Saat China Memasuki Era Ketidakpastian

Media Digital
Senin, 30 Oktober 2023 - 15:27 WIB
Mediani Dyah Natalia
Saat China Memasuki Era Ketidakpastian Ahmad Djauhar, Ketua Dewan Redaksi Harian Jogja - Gambar Harian Jogja - Hengky Kurniawan\\r\\n\\r\\n

Advertisement

JOGJA—Tak seperti sebelumnya, hari-hari ini China mulai menunjukkan kegelisahan menghadapi masa depan. Apa pasal? Pertama, China gelisah terhadap penyusutan jumlah penduduk negeri itu, yang berarti akan mengalami pengurangan usia produktif dan terbebani oleh penduduk berusia lanjut dengan porsi kian membesar.

Kedua, kegelisahan menghadapi kemerosotan ekonomi—terutama dipicu krisis properti/real estat—yang belum pernah terjadi selama hampir tiga dekade terakhir ketika Negeri Tirai Bambu itu seakan bertumbuh tanpa henti.

Advertisement

Menurut proyeksi terbaru Perserikatan Bangsa-Bangsa mengenai populasi global, per April 2023, India melampaui China sebagai negara dengan jumlah penduduk terpadat di planet Bumi. Setelah secara bertahap menutup kesenjangan dengan China dari lebih dari 200 juta orang pada 2000, menjadi sedikit di atas 10 juta pada 2022, Divisi Populasi PBB memperkirakan populasi India telah menggapai angka 1,429 miliar, melampaui China—yang cukup lama memimpin peringkat dunia—dengan perbedaan hampir dua juta jiwa.

Bagi India, yang diperkirakan terus tumbuh hingga 2060-an, posisi barunya sebagai negara dengan jumlah penduduk terbesar di dunia akan menghadapi serangkaian tantangan baru, baik secara domestik maupun internasional. Tantangan-tantangan ini mencakup penyediaan akses terhadap layanan kesehatan, pendidikan, dan peluang kerja bagi semakin banyak orang, sambil tetap berperan dalam lanskap politik dan ekonomi global.
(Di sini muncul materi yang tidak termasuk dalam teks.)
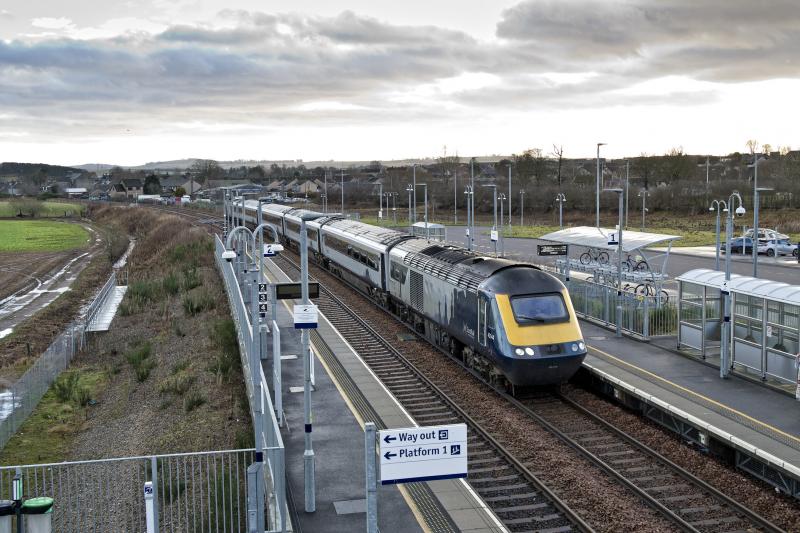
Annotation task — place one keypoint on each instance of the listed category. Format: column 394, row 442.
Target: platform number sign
column 263, row 299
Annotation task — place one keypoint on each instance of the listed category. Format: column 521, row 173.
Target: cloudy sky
column 144, row 80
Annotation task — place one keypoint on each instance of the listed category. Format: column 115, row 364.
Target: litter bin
column 38, row 515
column 6, row 514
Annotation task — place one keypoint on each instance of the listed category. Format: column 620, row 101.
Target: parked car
column 775, row 247
column 738, row 244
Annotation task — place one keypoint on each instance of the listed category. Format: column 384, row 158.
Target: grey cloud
column 711, row 39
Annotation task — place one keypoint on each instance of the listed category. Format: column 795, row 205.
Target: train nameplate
column 551, row 249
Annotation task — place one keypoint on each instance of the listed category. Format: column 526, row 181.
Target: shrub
column 178, row 383
column 194, row 304
column 191, row 279
column 193, row 400
column 139, row 358
column 170, row 284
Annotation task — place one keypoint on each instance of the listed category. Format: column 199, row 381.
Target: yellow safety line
column 698, row 395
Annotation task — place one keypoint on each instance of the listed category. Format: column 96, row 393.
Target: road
column 782, row 269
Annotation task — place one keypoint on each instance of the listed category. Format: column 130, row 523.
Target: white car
column 773, row 247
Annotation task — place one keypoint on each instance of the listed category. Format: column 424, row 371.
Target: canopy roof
column 598, row 238
column 757, row 287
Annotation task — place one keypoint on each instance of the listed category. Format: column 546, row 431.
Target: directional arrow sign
column 423, row 453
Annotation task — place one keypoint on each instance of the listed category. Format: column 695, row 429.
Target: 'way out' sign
column 423, row 454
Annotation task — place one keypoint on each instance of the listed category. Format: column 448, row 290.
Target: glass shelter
column 764, row 315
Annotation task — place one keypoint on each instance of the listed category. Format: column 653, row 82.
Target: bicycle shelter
column 597, row 240
column 766, row 328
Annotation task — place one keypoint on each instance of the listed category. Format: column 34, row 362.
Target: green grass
column 40, row 236
column 47, row 435
column 46, row 209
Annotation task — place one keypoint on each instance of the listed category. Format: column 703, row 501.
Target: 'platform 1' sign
column 423, row 454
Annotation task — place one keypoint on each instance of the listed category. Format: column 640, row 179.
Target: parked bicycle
column 594, row 256
column 635, row 264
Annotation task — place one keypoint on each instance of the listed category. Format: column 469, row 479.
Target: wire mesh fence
column 195, row 492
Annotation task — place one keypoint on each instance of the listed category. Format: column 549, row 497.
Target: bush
column 139, row 358
column 194, row 304
column 170, row 284
column 178, row 383
column 192, row 401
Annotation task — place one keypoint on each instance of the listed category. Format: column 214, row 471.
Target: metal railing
column 100, row 299
column 195, row 492
column 269, row 441
column 642, row 316
column 18, row 401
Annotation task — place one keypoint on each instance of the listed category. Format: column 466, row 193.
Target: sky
column 136, row 81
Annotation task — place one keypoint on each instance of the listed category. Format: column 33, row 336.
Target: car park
column 775, row 247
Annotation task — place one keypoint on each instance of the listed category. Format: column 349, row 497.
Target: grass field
column 47, row 209
column 40, row 236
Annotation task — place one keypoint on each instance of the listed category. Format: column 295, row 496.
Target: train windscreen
column 539, row 308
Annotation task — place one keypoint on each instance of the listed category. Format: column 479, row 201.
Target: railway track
column 688, row 502
column 519, row 499
column 515, row 494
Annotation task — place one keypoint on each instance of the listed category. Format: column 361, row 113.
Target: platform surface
column 338, row 439
column 762, row 417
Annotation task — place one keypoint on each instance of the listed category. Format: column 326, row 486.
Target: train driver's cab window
column 539, row 309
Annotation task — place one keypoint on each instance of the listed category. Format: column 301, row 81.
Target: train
column 511, row 322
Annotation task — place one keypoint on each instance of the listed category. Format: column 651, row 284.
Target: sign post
column 423, row 453
column 372, row 478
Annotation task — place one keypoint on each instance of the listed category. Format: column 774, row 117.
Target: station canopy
column 746, row 285
column 592, row 237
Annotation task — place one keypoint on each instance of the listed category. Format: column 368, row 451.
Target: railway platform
column 346, row 395
column 756, row 427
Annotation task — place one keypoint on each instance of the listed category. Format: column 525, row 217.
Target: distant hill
column 35, row 170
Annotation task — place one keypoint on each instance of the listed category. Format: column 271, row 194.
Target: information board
column 551, row 249
column 423, row 453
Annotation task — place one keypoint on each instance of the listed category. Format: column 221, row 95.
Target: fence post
column 154, row 481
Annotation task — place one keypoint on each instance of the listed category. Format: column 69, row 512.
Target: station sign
column 551, row 249
column 423, row 453
column 294, row 291
column 305, row 316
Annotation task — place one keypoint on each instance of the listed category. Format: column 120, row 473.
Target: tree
column 152, row 185
column 206, row 169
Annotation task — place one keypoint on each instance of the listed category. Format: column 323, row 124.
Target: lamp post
column 560, row 198
column 509, row 195
column 409, row 190
column 643, row 194
column 620, row 193
column 494, row 220
column 757, row 159
column 724, row 364
column 468, row 193
column 427, row 235
column 414, row 172
column 627, row 188
column 715, row 206
column 502, row 197
column 597, row 187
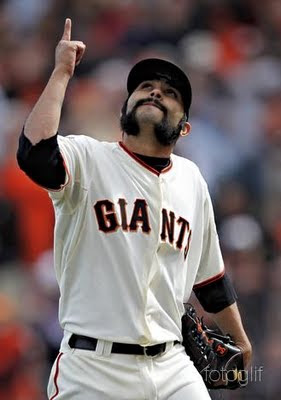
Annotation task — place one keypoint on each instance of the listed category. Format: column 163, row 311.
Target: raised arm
column 229, row 322
column 43, row 121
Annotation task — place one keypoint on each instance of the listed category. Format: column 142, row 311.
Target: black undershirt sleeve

Oleh banyak pengamat, Beijing dinilai mungkin perlu menghemat “amunisi” untuk menghadapi berbagai kekhawatiran yang akan muncul. Dalam jangka panjang, Partai Komunis China harus mengkhawatirkan demografi China. “Berkat” kebijakan pemerintah seperti kebijakan satu anak, populasi di China mengalami penuaan dengan cepat. Bahkan, demografi China mulai menurun pada 2022, untuk pertama kalinya sejak 1961—ketika bencana kelaparan tiga tahun memusnahkan sebagian populasi negeri itu. Penurunan populasi di China berarti penyusutan jumlah angkatan kerja. Saat ini terdapat tiga orang dewasa usia kerja untuk setiap pensiunan di China, berdasarkan data yang dikumpulkan oleh J. Capital Research, dan pada 2050, rasio tersebut akan mencapai satu banding satu.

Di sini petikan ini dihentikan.